İnsan ruhunun yapısı

Beynimiz tam olarak anlaşılmamaktan çok uzaktır, o kadar çok bukleler vardır ki, tüm dünyadaki bilim adamları onları yüzlerce yıl boyunca yetecekmiş gibi görünmektedir. Pavlov, şartlandırılmış refleksler için dünyaya gözlerini açtığında, bu mükemmelliğin mükemmel limiti gibi görünüyordu ve takipçilerinin bu fenomene ilgisi yok, şu anda şartlı refleksler biyoloji üzerine okul ders kitaplarına layıktı.

İnsan ruhunun yapısı gizemli, ama hala bilinen bir şey var. Bu kesin veriler hakkında konuşacağız.

Zihinsel olay

İnsan ruhunun yapısı üç ana fenomen grubuna ayrılır:

Zihinsel süreçler, ruhsallığımızın en dinamik ve değişebilen kısmıdır. Zihinsel olarak, süreçler dışsal gerçekliği çeşitli psişik fenomenler biçiminde yansıtır. Dahil olmak üzere, bilişsel fenomenler olabilir - düşünme, hafıza, duyum, dikkat . Farklı deneyimlerle ifade edilen güçlü iradeler, çabalar, cesaret, kararlar ve duygusal olanlar olabilir.

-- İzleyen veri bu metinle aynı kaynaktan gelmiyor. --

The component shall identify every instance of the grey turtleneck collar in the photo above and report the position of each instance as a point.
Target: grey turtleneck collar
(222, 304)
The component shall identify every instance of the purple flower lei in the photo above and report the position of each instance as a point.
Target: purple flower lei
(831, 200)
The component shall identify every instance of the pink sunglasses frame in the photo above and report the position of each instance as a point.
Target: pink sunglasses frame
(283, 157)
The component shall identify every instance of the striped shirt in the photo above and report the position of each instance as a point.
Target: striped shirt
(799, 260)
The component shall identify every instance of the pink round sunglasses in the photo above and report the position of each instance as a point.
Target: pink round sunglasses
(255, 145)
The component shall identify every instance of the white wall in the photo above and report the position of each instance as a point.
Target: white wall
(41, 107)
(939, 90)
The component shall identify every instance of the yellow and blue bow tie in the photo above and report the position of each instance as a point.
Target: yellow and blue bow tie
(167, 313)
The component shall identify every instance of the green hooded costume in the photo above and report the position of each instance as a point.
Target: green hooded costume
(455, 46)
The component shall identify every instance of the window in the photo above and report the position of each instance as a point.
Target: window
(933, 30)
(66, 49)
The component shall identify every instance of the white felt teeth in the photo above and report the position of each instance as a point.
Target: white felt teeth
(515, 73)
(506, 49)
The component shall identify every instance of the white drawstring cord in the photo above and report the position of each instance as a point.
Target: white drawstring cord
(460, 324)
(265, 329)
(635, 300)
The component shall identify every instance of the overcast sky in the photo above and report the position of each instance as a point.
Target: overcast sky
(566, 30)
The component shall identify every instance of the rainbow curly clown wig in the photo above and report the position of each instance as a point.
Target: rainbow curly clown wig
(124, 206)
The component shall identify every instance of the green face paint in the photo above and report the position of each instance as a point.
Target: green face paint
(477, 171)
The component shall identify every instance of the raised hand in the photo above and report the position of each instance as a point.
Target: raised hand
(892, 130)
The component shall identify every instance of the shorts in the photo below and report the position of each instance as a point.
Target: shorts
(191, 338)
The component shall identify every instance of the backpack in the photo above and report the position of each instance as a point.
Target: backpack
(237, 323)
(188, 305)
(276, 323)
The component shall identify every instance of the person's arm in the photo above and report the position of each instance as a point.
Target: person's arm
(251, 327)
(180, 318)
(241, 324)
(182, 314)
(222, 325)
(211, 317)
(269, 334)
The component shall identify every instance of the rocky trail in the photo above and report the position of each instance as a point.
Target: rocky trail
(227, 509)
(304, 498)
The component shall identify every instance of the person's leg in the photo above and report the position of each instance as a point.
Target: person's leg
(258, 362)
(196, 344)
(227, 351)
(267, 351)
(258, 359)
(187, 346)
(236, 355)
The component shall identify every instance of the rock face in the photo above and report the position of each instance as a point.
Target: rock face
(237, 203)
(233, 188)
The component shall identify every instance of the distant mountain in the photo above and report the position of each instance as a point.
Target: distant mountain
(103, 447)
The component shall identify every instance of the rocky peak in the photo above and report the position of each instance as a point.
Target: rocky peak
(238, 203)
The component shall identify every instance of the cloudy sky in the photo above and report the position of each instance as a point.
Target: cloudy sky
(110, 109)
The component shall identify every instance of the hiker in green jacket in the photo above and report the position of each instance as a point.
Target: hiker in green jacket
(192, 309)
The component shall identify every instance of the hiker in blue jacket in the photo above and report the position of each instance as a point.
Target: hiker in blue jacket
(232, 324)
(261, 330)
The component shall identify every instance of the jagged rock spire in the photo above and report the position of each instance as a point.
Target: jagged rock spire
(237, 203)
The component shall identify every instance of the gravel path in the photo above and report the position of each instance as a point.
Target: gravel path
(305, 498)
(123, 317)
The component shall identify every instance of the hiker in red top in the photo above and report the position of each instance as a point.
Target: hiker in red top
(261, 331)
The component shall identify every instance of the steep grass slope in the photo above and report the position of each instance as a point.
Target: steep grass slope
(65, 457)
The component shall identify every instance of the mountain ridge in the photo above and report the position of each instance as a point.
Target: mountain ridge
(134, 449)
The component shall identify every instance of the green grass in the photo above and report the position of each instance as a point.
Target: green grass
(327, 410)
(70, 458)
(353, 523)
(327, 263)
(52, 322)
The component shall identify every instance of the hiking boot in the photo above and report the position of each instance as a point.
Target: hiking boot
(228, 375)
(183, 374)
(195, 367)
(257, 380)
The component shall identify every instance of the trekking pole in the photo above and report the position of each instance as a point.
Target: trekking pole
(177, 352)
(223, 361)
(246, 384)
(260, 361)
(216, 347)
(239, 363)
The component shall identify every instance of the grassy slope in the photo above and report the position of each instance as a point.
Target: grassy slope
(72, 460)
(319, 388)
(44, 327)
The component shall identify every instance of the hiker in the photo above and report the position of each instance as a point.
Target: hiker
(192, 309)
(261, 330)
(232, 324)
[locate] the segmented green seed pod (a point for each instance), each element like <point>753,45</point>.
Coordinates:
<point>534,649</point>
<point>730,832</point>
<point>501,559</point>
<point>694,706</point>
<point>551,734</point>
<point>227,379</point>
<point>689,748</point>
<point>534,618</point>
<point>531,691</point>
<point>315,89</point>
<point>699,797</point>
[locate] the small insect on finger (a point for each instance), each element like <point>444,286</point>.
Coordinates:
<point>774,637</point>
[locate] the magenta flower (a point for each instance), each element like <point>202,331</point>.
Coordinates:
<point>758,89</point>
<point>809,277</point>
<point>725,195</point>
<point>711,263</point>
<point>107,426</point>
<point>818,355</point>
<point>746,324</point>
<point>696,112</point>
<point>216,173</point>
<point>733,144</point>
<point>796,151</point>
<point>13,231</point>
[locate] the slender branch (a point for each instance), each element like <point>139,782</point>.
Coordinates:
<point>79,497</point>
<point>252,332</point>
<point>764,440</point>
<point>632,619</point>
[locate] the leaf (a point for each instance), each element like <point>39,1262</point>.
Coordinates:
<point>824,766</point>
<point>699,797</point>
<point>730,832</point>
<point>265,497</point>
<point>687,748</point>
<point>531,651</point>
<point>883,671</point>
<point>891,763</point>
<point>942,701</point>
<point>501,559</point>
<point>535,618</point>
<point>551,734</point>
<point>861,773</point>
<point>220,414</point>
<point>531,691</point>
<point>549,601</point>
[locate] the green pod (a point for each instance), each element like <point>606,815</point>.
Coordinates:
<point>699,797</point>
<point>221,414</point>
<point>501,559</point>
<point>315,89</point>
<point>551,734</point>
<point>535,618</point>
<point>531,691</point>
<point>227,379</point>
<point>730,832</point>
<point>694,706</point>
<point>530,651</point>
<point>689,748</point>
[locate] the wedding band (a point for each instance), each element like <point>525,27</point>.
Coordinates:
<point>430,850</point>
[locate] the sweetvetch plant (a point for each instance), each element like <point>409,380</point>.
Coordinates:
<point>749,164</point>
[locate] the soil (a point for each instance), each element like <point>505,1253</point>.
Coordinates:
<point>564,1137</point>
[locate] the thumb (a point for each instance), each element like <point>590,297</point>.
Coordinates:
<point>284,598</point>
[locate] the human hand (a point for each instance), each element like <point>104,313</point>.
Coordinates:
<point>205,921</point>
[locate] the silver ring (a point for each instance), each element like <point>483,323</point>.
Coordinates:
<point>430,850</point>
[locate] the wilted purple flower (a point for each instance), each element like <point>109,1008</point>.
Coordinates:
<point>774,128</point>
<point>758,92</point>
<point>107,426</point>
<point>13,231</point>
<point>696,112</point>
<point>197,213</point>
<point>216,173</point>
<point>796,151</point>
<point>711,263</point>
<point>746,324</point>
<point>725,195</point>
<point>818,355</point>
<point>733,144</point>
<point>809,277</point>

Bu fenomenlerin hiçbirinin, normlarda kalıcı olmadığı açıktır.

Zihinsel durumlar zaten ruhsal ve bilinçliliğin bileşik yapılarıdır. Basit anlamda, bu sizin aktiviteniz veya pasifliğinizdir. Örneğin, işte tezahür eder - bugün, geçmiş günün eziyet ettiği aynı işi kolayca gerçekleştirirsiniz. Bunlar çiftler: dikkat dağıtımı - dikkat, tahriş - zevk, coşku - ilgisizlik.

Ve ruhun üçüncü yapısı ve yapısı zihinsel özelliklerdir. Ruhlarımızın en istikrarlı ve köklü kısmı, faaliyetlerimizin kalitesinden sürekli olarak sorumludur. Yani, belirli bir bireyin sürekli bir temelde özelliği budur. Karakter, ilke, mizaç , hedefler, tutumlar, yetenekler, hepsi bu kategorinin özellikleridir.

Biyoloji mi, sosyoloji mi?

İnsan biososyal bir varlıktır; "Madalyonun ters tarafı", boşuna. Psişenin yapısı ve bireyselleşme süreci topluma bağlıdır, ancak yine de, birçok akıl hastalığının bir genetik (yani, tamamen biyolojik) bir karakteri vardır.

"Madalyanın her iki yüzü" nin çalışması, nöropsikolojiyle uğraşır - beynin anatomik yapısı ile kişinin psikolojik yapısı arasındaki ilişkiyi araştıran bir bilimdir. Bu bilimin meyveleri nelerdir: beynin aynı kusurlu hücrelerinin farklı hastalıklara yol açabileceği ortaya çıktı ve farklı ruhsal bozuklukların nedeni aynı hücreler olabilir. Yani, bilimin hala yapacak bir şeyleri var.